そこでというわけでもないのだが、本校では今日4月7日から二日間、入学前の準備登校をおこなっている。準備登校の参加については一般コース・特別コース共に任意である。ゆえに毎年数名、多いときでは十数名が不参加となるのだが、今年は入学予定者の全員から参加申し込みがなされた。実際参加した生徒たちを見ても、落ち着いていており聞く態度も良い。たまたま来校していた他校の先生にもその様子を見ていただいたのだが「数日前まで中学生だったとは思えない。まるで落ち着いた大学生みたいですね」と感心していた。(何故本校に入学してくる生徒はしっかりした人が多いのか? それは企業秘密。)

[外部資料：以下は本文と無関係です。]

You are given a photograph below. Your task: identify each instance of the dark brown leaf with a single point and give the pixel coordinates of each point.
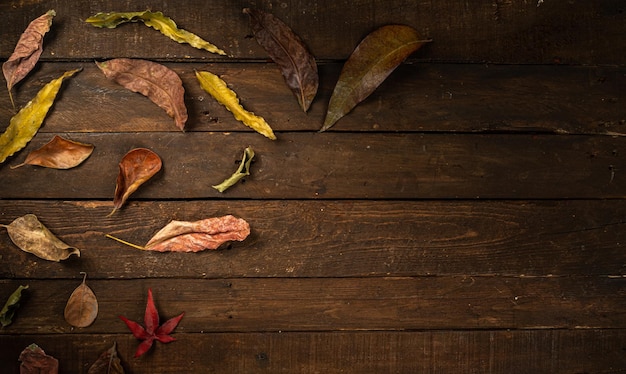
(59, 153)
(35, 361)
(370, 64)
(296, 63)
(27, 51)
(155, 81)
(32, 236)
(136, 167)
(82, 306)
(108, 363)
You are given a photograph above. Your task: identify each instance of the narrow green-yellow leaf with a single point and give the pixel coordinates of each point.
(242, 171)
(217, 88)
(156, 20)
(25, 124)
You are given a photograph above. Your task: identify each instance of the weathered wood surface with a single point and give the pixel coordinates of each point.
(335, 238)
(464, 218)
(500, 351)
(581, 32)
(416, 98)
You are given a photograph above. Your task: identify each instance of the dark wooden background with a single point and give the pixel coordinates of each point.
(468, 217)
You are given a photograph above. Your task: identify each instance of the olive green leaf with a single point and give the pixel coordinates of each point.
(32, 236)
(13, 302)
(368, 66)
(156, 20)
(25, 124)
(242, 171)
(217, 88)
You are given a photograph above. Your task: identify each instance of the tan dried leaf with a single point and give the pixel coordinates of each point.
(32, 236)
(59, 153)
(82, 306)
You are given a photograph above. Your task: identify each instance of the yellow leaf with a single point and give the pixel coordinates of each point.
(25, 124)
(217, 88)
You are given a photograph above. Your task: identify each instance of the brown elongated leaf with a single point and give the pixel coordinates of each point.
(32, 236)
(368, 66)
(185, 236)
(25, 124)
(155, 81)
(217, 88)
(289, 52)
(35, 361)
(82, 306)
(59, 153)
(136, 167)
(27, 51)
(108, 363)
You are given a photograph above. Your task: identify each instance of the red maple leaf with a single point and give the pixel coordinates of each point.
(152, 331)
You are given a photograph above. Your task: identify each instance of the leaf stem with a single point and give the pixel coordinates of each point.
(125, 242)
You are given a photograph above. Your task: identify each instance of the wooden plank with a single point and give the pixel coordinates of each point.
(485, 30)
(532, 351)
(334, 239)
(415, 98)
(347, 166)
(333, 304)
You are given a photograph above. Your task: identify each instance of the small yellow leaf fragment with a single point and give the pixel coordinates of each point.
(217, 88)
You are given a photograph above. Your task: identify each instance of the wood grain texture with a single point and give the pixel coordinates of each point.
(334, 304)
(335, 239)
(537, 351)
(330, 166)
(415, 98)
(481, 31)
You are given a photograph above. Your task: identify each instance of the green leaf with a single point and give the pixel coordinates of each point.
(25, 124)
(242, 171)
(156, 20)
(368, 66)
(13, 302)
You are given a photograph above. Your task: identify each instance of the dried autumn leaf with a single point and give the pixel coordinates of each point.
(82, 306)
(368, 66)
(136, 167)
(242, 171)
(27, 51)
(59, 153)
(25, 124)
(217, 88)
(32, 236)
(35, 361)
(156, 20)
(296, 63)
(155, 81)
(108, 363)
(184, 236)
(10, 307)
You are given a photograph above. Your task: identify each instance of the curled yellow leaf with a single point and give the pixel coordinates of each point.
(217, 88)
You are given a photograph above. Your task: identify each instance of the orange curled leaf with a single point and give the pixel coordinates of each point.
(136, 167)
(27, 51)
(184, 236)
(59, 153)
(155, 81)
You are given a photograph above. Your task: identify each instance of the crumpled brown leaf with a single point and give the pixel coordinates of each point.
(82, 306)
(32, 236)
(27, 51)
(35, 361)
(136, 167)
(368, 66)
(289, 52)
(185, 236)
(155, 81)
(58, 153)
(108, 363)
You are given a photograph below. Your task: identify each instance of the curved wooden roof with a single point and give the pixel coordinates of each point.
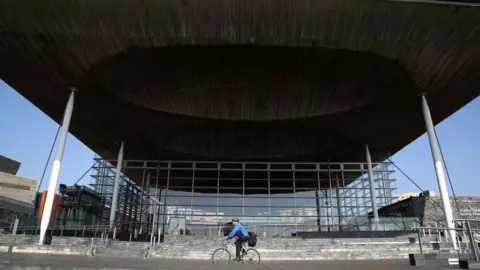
(244, 80)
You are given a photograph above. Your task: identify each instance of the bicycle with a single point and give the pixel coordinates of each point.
(248, 255)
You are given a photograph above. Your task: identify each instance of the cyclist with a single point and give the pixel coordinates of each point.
(242, 236)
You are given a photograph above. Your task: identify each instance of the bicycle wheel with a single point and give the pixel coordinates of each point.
(252, 257)
(221, 254)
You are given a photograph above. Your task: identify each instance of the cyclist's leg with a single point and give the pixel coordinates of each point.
(238, 247)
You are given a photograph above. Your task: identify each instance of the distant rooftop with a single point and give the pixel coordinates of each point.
(8, 165)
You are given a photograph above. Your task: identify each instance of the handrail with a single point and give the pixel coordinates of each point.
(441, 228)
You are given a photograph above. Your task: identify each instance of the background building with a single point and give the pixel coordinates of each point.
(17, 194)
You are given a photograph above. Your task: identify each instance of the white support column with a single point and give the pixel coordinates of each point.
(116, 185)
(52, 185)
(372, 189)
(438, 164)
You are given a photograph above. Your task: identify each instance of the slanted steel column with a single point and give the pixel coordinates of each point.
(52, 185)
(437, 162)
(116, 185)
(372, 190)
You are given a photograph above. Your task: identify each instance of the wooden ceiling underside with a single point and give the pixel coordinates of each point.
(242, 80)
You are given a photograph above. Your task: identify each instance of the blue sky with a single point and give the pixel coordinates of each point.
(26, 135)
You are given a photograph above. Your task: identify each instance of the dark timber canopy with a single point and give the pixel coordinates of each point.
(242, 80)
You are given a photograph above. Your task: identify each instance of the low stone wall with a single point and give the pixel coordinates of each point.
(300, 249)
(196, 247)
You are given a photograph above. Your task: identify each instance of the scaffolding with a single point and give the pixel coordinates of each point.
(198, 198)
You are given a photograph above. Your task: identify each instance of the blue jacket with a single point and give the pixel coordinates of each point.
(239, 231)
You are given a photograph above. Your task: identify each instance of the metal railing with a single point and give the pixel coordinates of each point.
(464, 228)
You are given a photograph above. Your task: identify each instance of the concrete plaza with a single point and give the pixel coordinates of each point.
(33, 261)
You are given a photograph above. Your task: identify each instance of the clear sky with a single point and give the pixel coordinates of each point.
(26, 135)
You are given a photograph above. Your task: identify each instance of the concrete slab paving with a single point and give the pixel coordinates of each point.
(40, 262)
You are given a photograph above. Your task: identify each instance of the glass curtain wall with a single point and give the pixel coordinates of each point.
(273, 199)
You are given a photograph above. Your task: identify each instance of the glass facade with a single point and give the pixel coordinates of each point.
(276, 199)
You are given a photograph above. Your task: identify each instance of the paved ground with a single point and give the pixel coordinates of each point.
(39, 262)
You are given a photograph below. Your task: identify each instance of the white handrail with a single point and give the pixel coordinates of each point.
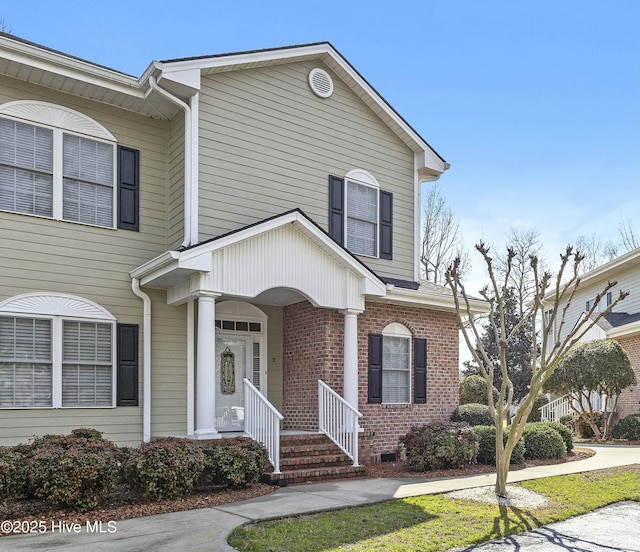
(262, 422)
(553, 411)
(338, 420)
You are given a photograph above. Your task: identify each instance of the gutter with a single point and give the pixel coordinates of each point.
(190, 164)
(146, 359)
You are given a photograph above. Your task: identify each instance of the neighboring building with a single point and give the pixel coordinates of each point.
(621, 324)
(252, 215)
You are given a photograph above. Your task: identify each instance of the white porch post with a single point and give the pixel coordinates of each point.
(206, 367)
(350, 384)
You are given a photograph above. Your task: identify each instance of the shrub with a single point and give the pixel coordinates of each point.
(487, 446)
(627, 428)
(13, 474)
(569, 420)
(542, 442)
(233, 462)
(473, 414)
(440, 445)
(584, 429)
(74, 471)
(473, 389)
(165, 468)
(535, 415)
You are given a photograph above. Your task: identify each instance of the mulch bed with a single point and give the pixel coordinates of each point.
(124, 505)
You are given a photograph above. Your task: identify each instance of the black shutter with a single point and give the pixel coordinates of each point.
(386, 225)
(374, 394)
(336, 209)
(128, 188)
(419, 370)
(127, 342)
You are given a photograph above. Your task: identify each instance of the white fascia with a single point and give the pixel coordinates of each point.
(430, 163)
(432, 300)
(53, 62)
(162, 264)
(627, 330)
(197, 258)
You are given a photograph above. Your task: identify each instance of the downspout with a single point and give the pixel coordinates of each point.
(146, 359)
(190, 235)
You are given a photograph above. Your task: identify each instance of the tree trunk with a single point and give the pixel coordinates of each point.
(502, 464)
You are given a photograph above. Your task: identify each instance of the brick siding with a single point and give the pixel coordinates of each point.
(313, 349)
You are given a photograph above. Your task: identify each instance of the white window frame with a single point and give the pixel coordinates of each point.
(362, 178)
(61, 121)
(397, 330)
(61, 307)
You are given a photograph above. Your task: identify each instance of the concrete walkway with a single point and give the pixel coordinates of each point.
(208, 528)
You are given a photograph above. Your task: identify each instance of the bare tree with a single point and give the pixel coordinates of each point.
(524, 244)
(627, 235)
(545, 356)
(595, 252)
(441, 238)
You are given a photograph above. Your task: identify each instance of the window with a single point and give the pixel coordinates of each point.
(362, 219)
(29, 182)
(64, 359)
(66, 173)
(390, 361)
(396, 366)
(363, 213)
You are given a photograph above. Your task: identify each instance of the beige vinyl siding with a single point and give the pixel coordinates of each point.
(169, 368)
(268, 144)
(628, 280)
(42, 255)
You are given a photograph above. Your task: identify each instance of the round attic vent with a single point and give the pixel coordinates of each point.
(320, 82)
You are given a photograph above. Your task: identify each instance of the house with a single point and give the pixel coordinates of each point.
(622, 323)
(186, 253)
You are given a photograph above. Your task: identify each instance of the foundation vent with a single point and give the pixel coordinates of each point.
(320, 83)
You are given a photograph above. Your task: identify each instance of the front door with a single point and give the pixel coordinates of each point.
(237, 357)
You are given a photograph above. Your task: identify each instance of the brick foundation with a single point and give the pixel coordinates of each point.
(313, 349)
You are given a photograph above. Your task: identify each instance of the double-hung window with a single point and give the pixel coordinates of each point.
(361, 214)
(396, 368)
(51, 173)
(362, 219)
(392, 354)
(59, 163)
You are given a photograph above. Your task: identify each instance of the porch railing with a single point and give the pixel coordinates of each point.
(262, 422)
(553, 411)
(338, 420)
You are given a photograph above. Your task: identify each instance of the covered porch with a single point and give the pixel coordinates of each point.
(263, 304)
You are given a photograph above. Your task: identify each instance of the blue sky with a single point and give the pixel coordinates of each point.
(536, 104)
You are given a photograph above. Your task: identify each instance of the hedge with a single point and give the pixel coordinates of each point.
(440, 445)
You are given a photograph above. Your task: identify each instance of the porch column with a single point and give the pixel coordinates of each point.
(206, 367)
(350, 385)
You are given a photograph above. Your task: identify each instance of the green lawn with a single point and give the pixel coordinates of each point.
(435, 522)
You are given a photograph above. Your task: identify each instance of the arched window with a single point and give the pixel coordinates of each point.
(56, 350)
(56, 162)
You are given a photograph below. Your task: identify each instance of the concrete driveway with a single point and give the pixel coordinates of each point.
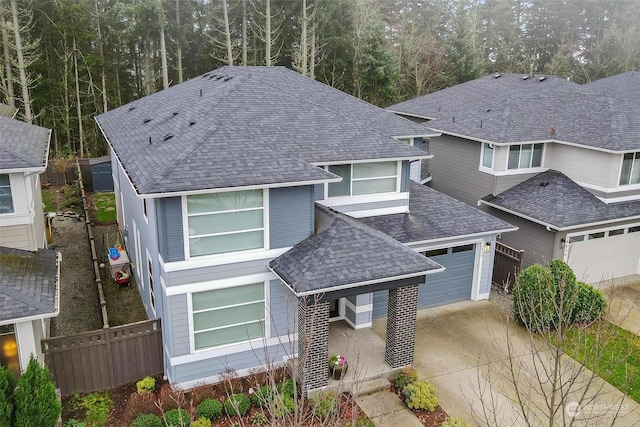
(464, 350)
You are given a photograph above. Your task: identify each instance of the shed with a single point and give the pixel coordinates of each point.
(101, 174)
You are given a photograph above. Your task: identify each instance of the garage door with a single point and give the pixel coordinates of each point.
(605, 254)
(453, 284)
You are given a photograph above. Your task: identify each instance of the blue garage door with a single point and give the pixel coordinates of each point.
(453, 284)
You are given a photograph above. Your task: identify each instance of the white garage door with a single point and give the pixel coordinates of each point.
(604, 254)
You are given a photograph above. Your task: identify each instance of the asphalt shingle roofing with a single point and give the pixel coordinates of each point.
(509, 109)
(241, 126)
(27, 283)
(344, 252)
(625, 86)
(22, 145)
(551, 198)
(435, 216)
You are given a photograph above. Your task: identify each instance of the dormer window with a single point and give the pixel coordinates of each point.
(525, 156)
(364, 178)
(6, 201)
(630, 173)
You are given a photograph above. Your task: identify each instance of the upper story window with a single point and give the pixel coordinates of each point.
(225, 222)
(525, 156)
(6, 201)
(229, 315)
(487, 155)
(364, 178)
(630, 173)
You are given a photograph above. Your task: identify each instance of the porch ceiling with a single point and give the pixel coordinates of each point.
(344, 254)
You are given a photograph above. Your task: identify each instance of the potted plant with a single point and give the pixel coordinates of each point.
(337, 366)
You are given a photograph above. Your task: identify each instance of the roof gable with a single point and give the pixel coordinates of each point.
(22, 145)
(268, 121)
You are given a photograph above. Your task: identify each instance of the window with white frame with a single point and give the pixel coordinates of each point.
(525, 156)
(6, 201)
(228, 315)
(487, 155)
(630, 173)
(364, 178)
(225, 222)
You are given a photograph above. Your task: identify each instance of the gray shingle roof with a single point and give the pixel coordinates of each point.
(239, 126)
(7, 111)
(625, 86)
(344, 252)
(509, 109)
(553, 199)
(28, 283)
(435, 216)
(22, 145)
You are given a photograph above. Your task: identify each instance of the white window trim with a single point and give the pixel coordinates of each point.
(397, 176)
(265, 229)
(493, 157)
(530, 168)
(629, 186)
(151, 277)
(222, 284)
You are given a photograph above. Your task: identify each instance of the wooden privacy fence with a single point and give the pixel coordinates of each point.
(506, 265)
(107, 358)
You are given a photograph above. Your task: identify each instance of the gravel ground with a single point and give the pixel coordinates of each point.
(79, 301)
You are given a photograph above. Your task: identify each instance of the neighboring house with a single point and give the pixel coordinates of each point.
(257, 205)
(559, 160)
(29, 273)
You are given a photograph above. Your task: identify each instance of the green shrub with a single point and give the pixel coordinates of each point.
(7, 385)
(147, 420)
(421, 395)
(286, 388)
(146, 385)
(262, 396)
(455, 422)
(210, 409)
(201, 422)
(534, 298)
(259, 419)
(406, 376)
(237, 404)
(325, 403)
(177, 418)
(590, 304)
(35, 398)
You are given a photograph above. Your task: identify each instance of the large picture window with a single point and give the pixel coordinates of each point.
(525, 156)
(364, 178)
(228, 316)
(630, 173)
(225, 222)
(6, 201)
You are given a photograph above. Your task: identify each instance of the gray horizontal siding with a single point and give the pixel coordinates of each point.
(216, 272)
(170, 233)
(290, 215)
(177, 328)
(283, 310)
(252, 359)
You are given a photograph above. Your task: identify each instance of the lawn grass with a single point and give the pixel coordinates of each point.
(618, 361)
(105, 207)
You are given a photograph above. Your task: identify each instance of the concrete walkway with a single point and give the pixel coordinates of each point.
(463, 349)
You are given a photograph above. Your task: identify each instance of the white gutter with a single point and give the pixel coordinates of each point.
(550, 227)
(358, 284)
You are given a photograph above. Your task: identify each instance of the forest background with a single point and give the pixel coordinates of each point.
(65, 61)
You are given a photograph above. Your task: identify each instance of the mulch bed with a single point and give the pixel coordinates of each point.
(428, 418)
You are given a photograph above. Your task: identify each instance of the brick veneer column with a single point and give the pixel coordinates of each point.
(313, 344)
(401, 326)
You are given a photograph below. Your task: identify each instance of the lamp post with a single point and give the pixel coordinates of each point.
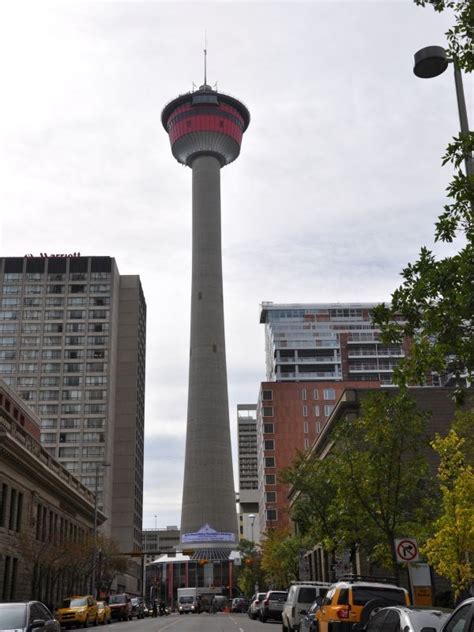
(252, 519)
(433, 61)
(94, 532)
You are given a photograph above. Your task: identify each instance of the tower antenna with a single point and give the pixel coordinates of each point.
(205, 58)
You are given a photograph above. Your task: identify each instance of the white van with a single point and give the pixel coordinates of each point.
(300, 597)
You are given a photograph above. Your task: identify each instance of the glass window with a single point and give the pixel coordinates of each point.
(54, 301)
(329, 393)
(77, 289)
(75, 327)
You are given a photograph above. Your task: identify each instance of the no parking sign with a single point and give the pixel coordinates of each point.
(406, 550)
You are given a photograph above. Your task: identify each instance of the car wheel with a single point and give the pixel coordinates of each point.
(370, 609)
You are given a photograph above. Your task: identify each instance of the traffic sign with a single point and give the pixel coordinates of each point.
(406, 550)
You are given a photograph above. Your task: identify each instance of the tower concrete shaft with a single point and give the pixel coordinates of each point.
(209, 493)
(205, 130)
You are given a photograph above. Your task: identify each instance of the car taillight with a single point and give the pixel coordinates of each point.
(343, 613)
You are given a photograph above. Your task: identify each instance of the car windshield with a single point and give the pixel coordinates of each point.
(12, 616)
(74, 603)
(278, 596)
(362, 594)
(307, 595)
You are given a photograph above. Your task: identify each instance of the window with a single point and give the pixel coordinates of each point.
(329, 393)
(95, 422)
(71, 409)
(77, 289)
(75, 327)
(72, 380)
(73, 354)
(271, 514)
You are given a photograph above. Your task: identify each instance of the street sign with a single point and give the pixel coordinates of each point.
(406, 550)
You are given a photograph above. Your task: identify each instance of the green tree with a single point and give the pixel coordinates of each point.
(435, 303)
(451, 549)
(250, 573)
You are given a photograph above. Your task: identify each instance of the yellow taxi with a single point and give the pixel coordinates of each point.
(355, 601)
(78, 611)
(105, 613)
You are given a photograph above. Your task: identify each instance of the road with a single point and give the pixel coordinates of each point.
(220, 622)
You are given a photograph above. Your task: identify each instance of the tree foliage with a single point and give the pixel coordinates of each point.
(451, 549)
(250, 573)
(376, 478)
(434, 306)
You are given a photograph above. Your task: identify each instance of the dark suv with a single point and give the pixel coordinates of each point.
(138, 607)
(272, 604)
(120, 607)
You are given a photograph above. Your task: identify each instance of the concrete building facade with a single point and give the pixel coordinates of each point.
(248, 472)
(43, 507)
(72, 344)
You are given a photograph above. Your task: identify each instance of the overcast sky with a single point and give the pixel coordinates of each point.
(338, 184)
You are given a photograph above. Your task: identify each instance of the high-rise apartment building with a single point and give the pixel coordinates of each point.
(326, 341)
(314, 351)
(248, 471)
(72, 344)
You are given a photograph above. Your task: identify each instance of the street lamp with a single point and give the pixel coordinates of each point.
(94, 532)
(433, 61)
(252, 518)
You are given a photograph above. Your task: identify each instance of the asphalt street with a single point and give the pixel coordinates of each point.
(220, 622)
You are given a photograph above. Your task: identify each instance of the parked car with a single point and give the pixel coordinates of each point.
(239, 604)
(105, 615)
(120, 607)
(78, 611)
(355, 600)
(307, 623)
(300, 597)
(396, 618)
(138, 607)
(26, 616)
(462, 618)
(271, 605)
(253, 611)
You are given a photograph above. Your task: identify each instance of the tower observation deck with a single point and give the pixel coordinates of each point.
(205, 128)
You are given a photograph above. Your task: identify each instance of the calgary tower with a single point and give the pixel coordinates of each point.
(205, 128)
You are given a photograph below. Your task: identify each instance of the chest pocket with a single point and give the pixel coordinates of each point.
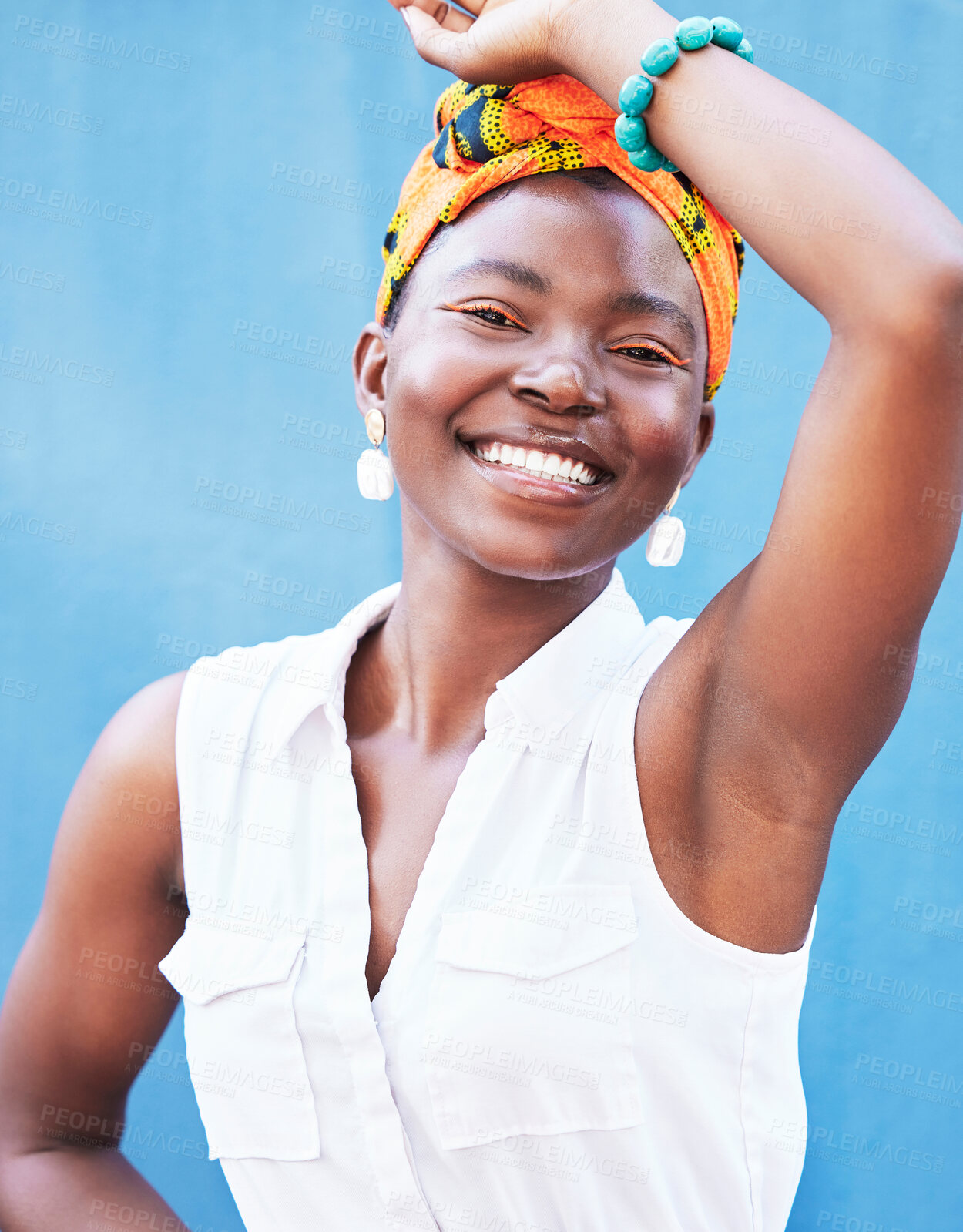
(244, 1051)
(527, 1028)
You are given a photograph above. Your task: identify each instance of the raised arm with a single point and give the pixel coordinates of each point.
(86, 1004)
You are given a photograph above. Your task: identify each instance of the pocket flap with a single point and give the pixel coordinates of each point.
(208, 962)
(539, 932)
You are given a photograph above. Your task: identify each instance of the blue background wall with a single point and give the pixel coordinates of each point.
(160, 281)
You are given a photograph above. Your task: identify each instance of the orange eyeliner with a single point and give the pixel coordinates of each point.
(469, 308)
(659, 351)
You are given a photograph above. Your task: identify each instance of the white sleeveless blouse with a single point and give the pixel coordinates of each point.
(555, 1047)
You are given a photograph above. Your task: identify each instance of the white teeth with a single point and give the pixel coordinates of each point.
(549, 466)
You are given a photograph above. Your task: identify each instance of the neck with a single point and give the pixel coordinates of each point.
(455, 629)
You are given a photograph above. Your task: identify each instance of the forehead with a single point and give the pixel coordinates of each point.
(588, 242)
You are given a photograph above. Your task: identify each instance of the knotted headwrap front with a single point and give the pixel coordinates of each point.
(489, 135)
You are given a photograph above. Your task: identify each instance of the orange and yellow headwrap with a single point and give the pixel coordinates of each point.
(488, 135)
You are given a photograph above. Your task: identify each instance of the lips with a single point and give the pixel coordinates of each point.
(558, 467)
(553, 455)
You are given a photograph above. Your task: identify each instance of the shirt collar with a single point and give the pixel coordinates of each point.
(582, 662)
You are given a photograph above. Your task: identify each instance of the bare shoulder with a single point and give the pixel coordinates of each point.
(737, 816)
(125, 800)
(86, 1002)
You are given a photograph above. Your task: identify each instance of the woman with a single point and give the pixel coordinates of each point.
(438, 971)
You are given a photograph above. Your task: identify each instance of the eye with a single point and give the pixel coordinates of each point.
(487, 312)
(649, 353)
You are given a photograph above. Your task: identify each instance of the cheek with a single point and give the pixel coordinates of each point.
(660, 439)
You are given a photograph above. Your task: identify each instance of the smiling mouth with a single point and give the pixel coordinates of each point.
(555, 467)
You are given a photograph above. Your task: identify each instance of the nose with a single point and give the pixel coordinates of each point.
(564, 384)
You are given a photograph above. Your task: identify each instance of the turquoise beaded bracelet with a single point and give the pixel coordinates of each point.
(659, 57)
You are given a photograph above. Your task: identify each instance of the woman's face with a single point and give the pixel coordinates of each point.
(559, 321)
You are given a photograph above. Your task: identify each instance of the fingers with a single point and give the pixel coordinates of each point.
(448, 47)
(445, 16)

準備登校初日の今日一時間目は私の話。内容は、本校の校訓である「自由を纏え」の意味について、中学生だった頃の彼らが本校の説明会で聞いた話をより深く掘り下げた説明。読書の大切さと本校図書室の標語である「知の背伸びをしよう」について。そして卒業した先輩から頂いた後輩へのメッセージ紹介の3点。話の最後には諸君が今日集まった入学予定者全員と「友達」になれるかは分からない。しかし、既に全員が同じ目標を目指し歩んで行く「仲間」なのだということも話させてもらった。

準備登校一日目が終わる頃には朝の緊張もだいぶほぐれ、明るい笑顔で下校していく生徒達。彼らの笑顔が街の桜の下を通り、家まで続いてくれますように。帰宅後に今日学校で学んだことや感じたことを、家族に満開の桜のような生き生きとした笑顔で語ってくれますように。そして本校が生徒たちに、そんな毎日を提供出来る学校で有り続けられますようにと、元気に帰って行く彼らの背中を見送りながら、そう願った。

私も少しだけ遠回りをして、桜の下を帰るとしよう。